Despite this, lawyer Over de Linden understands why the EU wants this. "Given the extreme circumstances and how Russia is behaving in Ukraine, I understand the plan. The European Central Bank also provides sufficient guarantees. If a peace agreement is reached, it will be clear who will compensate for what damage. The damage to Russia is likely much greater than those €140 billion. In that case, this is an advance payment."
Ukraine needs a lot of money to shore up the large budget shortfalls and to buy enough weapons to continue defending itself. This is especially true now that the US, under Trump, no longer wants to support the country financially and will only supply weapons if the EU pays for them.
War costs the EU a lot of moneyMeanwhile, the bill for EU countries continues to mount. "Skimming off and transferring Russian assets that are already frozen will lighten that bill and ensure that Ukraine can continue to receive support without having to send voters a difficult message about more military aid to Ukraine," says political reporter Roel Schreinemachers from Copenhagen.
This combination has changed the way we think about this controversial plan.

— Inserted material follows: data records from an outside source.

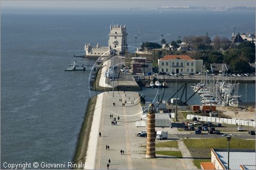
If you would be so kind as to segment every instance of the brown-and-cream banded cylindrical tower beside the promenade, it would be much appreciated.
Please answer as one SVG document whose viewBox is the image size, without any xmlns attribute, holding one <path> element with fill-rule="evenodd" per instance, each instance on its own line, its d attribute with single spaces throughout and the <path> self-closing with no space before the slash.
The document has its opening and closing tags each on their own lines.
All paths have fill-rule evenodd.
<svg viewBox="0 0 256 170">
<path fill-rule="evenodd" d="M 146 158 L 156 157 L 155 113 L 147 113 Z"/>
</svg>

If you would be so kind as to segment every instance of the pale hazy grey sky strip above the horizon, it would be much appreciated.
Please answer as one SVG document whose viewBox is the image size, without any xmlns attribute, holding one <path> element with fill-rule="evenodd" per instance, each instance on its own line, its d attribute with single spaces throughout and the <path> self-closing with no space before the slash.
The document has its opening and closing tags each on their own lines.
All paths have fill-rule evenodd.
<svg viewBox="0 0 256 170">
<path fill-rule="evenodd" d="M 10 1 L 2 0 L 1 8 L 58 8 L 58 9 L 74 9 L 74 8 L 84 8 L 84 9 L 110 9 L 110 8 L 158 8 L 162 6 L 256 6 L 255 0 L 180 0 L 180 1 Z"/>
</svg>

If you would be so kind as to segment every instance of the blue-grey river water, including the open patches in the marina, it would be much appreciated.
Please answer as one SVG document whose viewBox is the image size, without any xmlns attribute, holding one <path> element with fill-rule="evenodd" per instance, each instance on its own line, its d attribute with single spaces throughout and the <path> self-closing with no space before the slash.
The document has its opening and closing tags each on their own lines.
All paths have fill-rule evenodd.
<svg viewBox="0 0 256 170">
<path fill-rule="evenodd" d="M 234 27 L 240 32 L 255 30 L 254 12 L 2 11 L 1 168 L 4 162 L 72 161 L 90 99 L 90 73 L 64 69 L 73 54 L 83 54 L 86 42 L 106 45 L 113 20 L 126 24 L 128 44 L 133 46 L 138 26 L 140 43 L 159 42 L 161 34 L 171 41 L 178 35 L 206 32 L 211 37 L 230 36 Z M 163 100 L 174 94 L 175 84 L 169 86 Z M 248 84 L 247 91 L 247 102 L 255 101 L 255 84 Z M 163 92 L 140 93 L 151 100 Z M 243 84 L 240 93 L 245 93 Z M 189 104 L 198 101 L 195 95 Z"/>
</svg>

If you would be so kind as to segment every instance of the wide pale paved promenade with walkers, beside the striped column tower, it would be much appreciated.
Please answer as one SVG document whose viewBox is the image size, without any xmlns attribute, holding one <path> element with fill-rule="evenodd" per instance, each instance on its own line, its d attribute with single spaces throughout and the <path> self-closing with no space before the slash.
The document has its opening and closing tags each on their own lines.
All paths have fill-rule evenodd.
<svg viewBox="0 0 256 170">
<path fill-rule="evenodd" d="M 155 159 L 145 158 L 146 138 L 137 137 L 137 133 L 146 130 L 145 127 L 136 127 L 140 121 L 142 109 L 137 92 L 103 92 L 97 101 L 102 106 L 94 113 L 94 120 L 86 162 L 87 169 L 106 169 L 108 160 L 111 160 L 110 169 L 191 169 L 191 160 L 186 163 L 183 158 L 156 155 Z M 130 98 L 130 100 L 129 100 Z M 122 102 L 119 100 L 122 99 Z M 122 103 L 126 100 L 125 106 Z M 134 104 L 131 104 L 134 101 Z M 115 106 L 113 106 L 115 103 Z M 99 116 L 99 114 L 101 114 Z M 112 118 L 119 116 L 117 125 L 112 125 Z M 99 119 L 100 118 L 100 119 Z M 101 137 L 99 137 L 101 132 Z M 92 138 L 91 138 L 92 137 Z M 106 150 L 105 146 L 110 149 Z M 124 155 L 120 154 L 124 150 Z M 188 158 L 189 159 L 189 158 Z"/>
</svg>

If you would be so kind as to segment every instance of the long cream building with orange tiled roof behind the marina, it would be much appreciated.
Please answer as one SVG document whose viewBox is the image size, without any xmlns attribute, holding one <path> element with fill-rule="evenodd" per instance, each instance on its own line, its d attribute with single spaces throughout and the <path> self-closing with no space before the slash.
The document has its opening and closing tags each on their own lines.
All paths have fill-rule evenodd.
<svg viewBox="0 0 256 170">
<path fill-rule="evenodd" d="M 201 71 L 203 60 L 195 60 L 187 55 L 166 55 L 158 59 L 158 72 L 190 74 Z"/>
</svg>

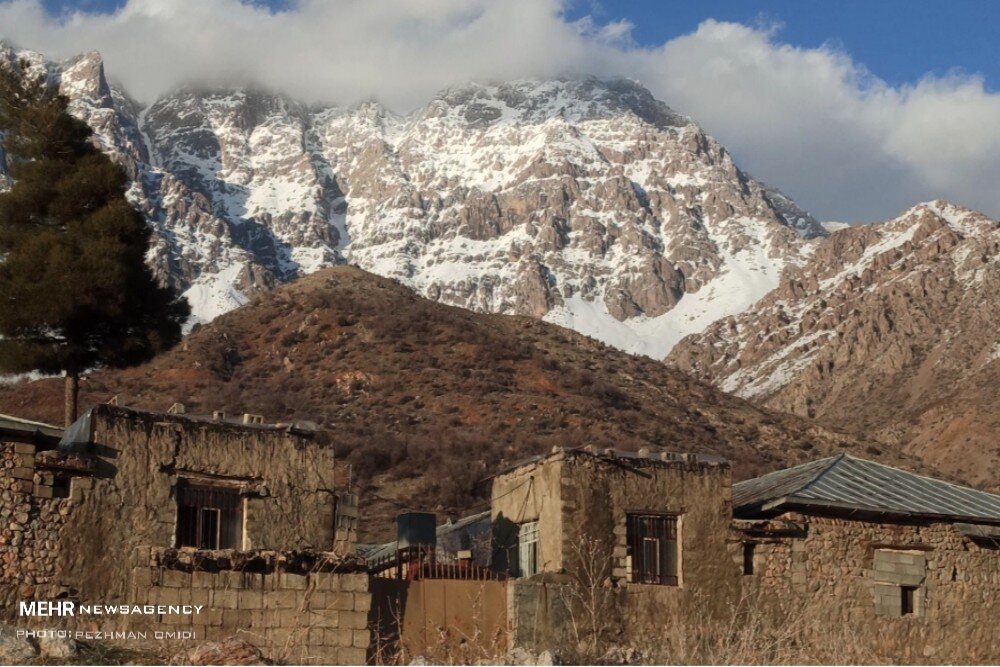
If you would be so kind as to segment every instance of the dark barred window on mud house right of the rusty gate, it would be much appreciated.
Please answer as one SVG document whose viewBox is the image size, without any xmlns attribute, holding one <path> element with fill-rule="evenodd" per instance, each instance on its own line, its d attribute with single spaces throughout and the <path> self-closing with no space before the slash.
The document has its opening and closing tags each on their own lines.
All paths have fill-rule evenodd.
<svg viewBox="0 0 1000 667">
<path fill-rule="evenodd" d="M 632 557 L 632 583 L 678 585 L 676 516 L 629 514 L 626 539 Z"/>
</svg>

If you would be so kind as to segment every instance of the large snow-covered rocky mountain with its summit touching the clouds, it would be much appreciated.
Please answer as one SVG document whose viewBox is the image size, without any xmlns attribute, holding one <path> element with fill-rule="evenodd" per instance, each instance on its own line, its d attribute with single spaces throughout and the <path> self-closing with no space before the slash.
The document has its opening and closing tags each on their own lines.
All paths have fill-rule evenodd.
<svg viewBox="0 0 1000 667">
<path fill-rule="evenodd" d="M 469 84 L 400 116 L 253 90 L 140 108 L 89 53 L 47 68 L 133 178 L 150 261 L 206 321 L 338 263 L 661 358 L 828 234 L 638 84 Z"/>
</svg>

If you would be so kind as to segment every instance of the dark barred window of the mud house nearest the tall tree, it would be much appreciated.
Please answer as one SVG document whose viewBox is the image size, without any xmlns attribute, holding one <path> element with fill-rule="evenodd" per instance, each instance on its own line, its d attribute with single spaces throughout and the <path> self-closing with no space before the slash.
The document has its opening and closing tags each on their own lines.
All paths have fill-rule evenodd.
<svg viewBox="0 0 1000 667">
<path fill-rule="evenodd" d="M 233 488 L 177 484 L 177 546 L 239 549 L 243 546 L 243 500 Z"/>
</svg>

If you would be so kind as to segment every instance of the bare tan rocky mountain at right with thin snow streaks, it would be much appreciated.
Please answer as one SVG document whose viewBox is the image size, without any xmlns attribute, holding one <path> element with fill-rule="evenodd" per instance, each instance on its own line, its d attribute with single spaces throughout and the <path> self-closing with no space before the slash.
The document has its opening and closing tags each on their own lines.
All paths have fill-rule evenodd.
<svg viewBox="0 0 1000 667">
<path fill-rule="evenodd" d="M 944 201 L 835 232 L 668 361 L 725 391 L 995 485 L 1000 223 Z"/>
</svg>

This has likely been further exacerbated by the drone and sabotage actions that Russia has recently undertaken in several European countries.
The risks of using Russian frozen assets must first be properly mapped out, caretaker Prime Minister Dick Schoof said today in Copenhagen:
Schreinemachers expects it will take at least several weeks before the plan is finally approved. "At the same time, there's a sense of urgency. The Ukrainian deficit threatens to become unsustainable next year."
Retaliation by Russia?Russia has already responded strongly to the European plan. The Kremlin warns that individuals and countries involved in the "theft" of frozen Russian assets in Europe could face retaliatory measures.
One option would be to also seize Western assets held by companies and individuals in Russia, which are currently restricted (so-called Type C accounts), and vice versa. The Kremlin could also confiscate and sell the assets and shares of European companies in Russia.